Ya durante el confinamiento quedó patente esa discriminacion. Mientras sus padres tenían permiso para visitar la farmacia o el súper, llegarse al kiosko a comprar el periódico o pasear al perro a cualquier hora, los pequeños de la casa debieron permanecer encerrados a cal y canto. Incluso se les prohibió bajar a jugar, por turnos establecidos por los vecinos, a las zonas comunes de las urbanizaciones. Cuando el Gobierno se acordó de ellos, cometió el lapsus de recomendar que acompañaran a sus padres al supermercado, lo que al final cambió por dejarles salir de uno en uno en compañía de uno solo de sus progenitores, como si la unión familiar corriera más peligro de contagiarse por permanecer unida en la calle que en su casa.

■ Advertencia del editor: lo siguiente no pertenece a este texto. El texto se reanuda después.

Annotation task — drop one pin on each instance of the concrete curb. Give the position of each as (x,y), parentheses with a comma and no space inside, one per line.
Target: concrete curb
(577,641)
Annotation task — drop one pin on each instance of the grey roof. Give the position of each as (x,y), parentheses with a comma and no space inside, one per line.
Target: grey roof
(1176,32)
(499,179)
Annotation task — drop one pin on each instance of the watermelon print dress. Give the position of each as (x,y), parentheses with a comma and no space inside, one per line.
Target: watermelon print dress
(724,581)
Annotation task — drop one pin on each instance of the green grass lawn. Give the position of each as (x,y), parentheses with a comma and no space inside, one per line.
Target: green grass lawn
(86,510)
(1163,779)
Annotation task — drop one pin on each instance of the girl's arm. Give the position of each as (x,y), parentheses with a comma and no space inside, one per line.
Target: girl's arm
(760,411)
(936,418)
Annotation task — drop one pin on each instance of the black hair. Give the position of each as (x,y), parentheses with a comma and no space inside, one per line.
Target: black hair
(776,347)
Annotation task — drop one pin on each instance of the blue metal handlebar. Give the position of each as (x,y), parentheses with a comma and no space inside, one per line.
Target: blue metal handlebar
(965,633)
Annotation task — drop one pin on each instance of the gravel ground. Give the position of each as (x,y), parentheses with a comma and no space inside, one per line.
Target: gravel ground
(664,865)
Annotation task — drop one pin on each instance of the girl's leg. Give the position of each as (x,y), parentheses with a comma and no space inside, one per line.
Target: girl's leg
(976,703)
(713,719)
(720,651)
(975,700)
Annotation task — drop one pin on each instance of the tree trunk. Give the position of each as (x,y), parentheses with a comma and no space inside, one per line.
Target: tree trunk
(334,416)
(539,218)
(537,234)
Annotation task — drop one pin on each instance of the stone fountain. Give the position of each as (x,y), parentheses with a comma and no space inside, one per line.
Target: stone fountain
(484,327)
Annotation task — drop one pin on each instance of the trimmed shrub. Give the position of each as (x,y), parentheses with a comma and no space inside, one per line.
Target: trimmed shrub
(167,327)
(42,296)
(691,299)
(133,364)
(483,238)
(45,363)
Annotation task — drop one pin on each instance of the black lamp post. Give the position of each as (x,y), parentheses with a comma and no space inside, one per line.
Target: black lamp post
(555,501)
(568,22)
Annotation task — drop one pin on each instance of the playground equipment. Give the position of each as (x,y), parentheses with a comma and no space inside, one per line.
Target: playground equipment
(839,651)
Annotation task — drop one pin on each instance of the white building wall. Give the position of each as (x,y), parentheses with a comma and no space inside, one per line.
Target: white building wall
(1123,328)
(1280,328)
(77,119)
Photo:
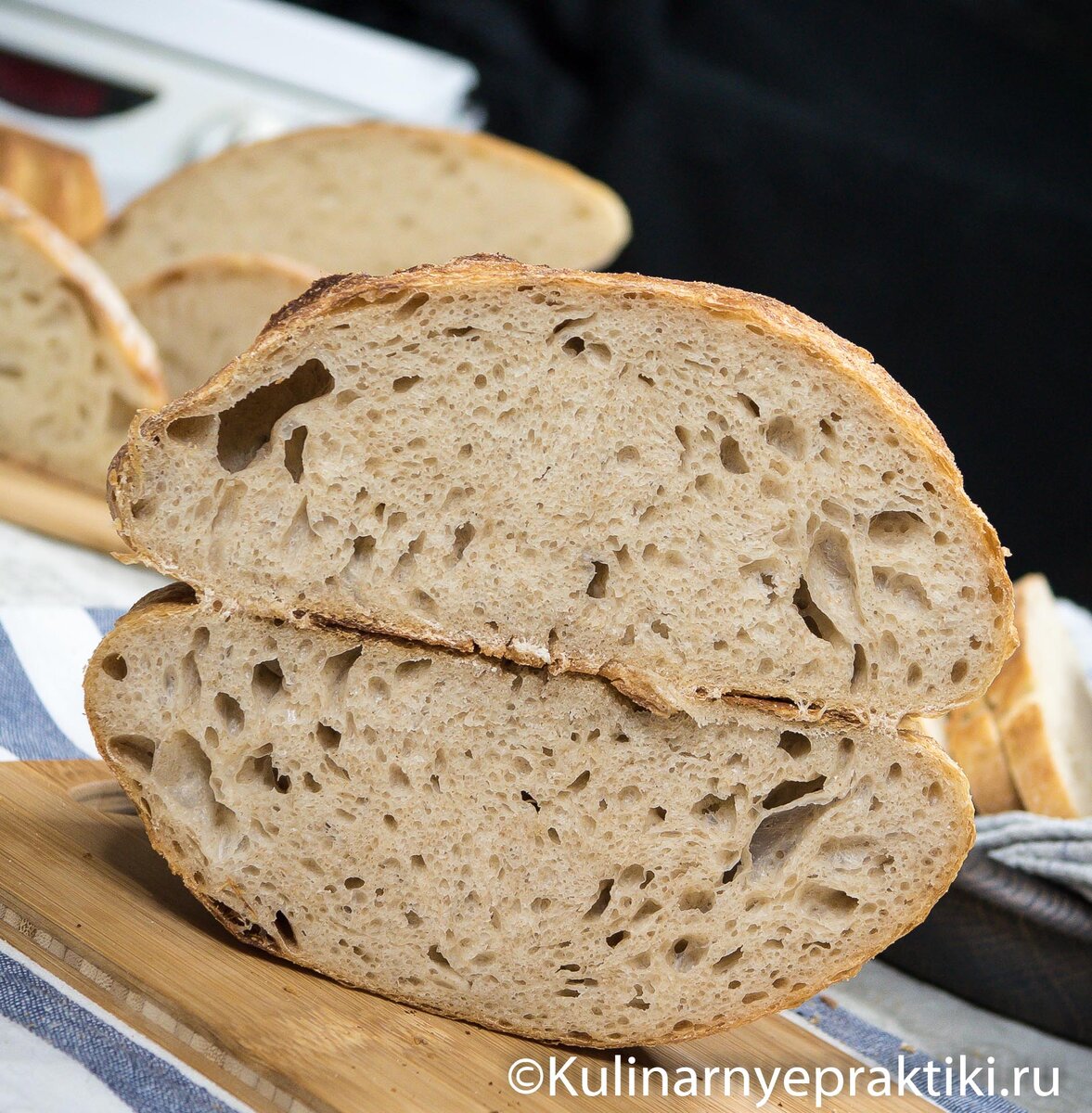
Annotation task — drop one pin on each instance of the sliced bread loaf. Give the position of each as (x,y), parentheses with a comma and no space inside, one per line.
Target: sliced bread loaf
(369,198)
(57,182)
(528,851)
(1043,708)
(689,490)
(974,744)
(204,312)
(74,365)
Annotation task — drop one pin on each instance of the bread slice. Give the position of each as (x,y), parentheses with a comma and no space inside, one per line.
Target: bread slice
(1043,708)
(204,312)
(974,743)
(74,365)
(55,181)
(369,198)
(528,851)
(691,491)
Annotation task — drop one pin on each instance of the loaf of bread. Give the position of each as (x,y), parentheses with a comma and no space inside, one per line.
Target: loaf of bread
(204,312)
(529,851)
(974,744)
(369,198)
(688,490)
(1043,708)
(74,365)
(57,182)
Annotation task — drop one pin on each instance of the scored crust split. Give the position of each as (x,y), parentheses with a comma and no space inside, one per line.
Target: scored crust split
(694,493)
(525,851)
(204,312)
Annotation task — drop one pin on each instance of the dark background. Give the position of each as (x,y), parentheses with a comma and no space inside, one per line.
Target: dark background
(917,175)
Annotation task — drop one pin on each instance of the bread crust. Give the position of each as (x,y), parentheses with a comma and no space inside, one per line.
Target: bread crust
(335,293)
(480,144)
(226,262)
(58,182)
(102,303)
(167,601)
(974,741)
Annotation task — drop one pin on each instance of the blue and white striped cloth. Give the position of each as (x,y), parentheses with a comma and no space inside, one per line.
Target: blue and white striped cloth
(59,1052)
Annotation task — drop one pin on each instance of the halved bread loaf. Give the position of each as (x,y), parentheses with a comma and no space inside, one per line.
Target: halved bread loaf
(74,365)
(689,490)
(528,851)
(55,181)
(369,198)
(204,312)
(1043,708)
(974,744)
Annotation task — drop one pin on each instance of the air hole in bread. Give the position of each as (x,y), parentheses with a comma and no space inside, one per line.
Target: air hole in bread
(115,667)
(133,751)
(597,587)
(328,737)
(896,527)
(601,901)
(790,790)
(190,429)
(246,428)
(823,900)
(227,708)
(267,679)
(716,810)
(463,537)
(815,619)
(284,928)
(795,744)
(336,668)
(780,833)
(293,452)
(731,457)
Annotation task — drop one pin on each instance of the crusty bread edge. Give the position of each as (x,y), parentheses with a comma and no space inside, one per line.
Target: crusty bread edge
(336,293)
(613,210)
(166,601)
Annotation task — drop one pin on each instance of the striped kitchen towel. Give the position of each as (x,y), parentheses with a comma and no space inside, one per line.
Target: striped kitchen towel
(58,1051)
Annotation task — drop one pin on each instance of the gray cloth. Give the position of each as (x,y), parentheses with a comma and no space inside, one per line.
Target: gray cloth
(1058,851)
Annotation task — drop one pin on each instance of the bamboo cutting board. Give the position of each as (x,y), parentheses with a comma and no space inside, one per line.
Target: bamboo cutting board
(83,893)
(32,499)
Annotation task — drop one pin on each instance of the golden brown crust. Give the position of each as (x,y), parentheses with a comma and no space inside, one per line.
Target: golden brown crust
(480,143)
(57,182)
(162,604)
(334,294)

Respecto a la educación, el Gobierno ha actuado a su más puro estilo cada vez que se topa con una patata caliente: ha traspasado el problema a las comunidades autónomas, como si la cuestión no fuera de su incumbencia. Y, salvo excepciones como Galicia o el País Vasco, las comunidades se han apresurado a dar por terminado el curso escolar. Sin rechazo social, lo que revela el poco o nulo interés de nuestra ciudadanía, que está demostrando mucha mayor preocupación por las condiciones de apertura de bares y centros comerciales que por las de colegios e institutos. Y el aplauso de los sindicatos de educación, todos ellos sin excepción. Que a los sindicatos de educación no les preocupe que niños y jóvenes pierdan un curso puede servir de explicación de por qué España es el único país europeo que a día de hoy mantiene cerradas sus escuelas. Menos mal para todos que los sindicatos sanitarios no valoraron las vacaciones por encima del deber de médicos y enfermeras de trabajar sin descanso para combatir la pandemia.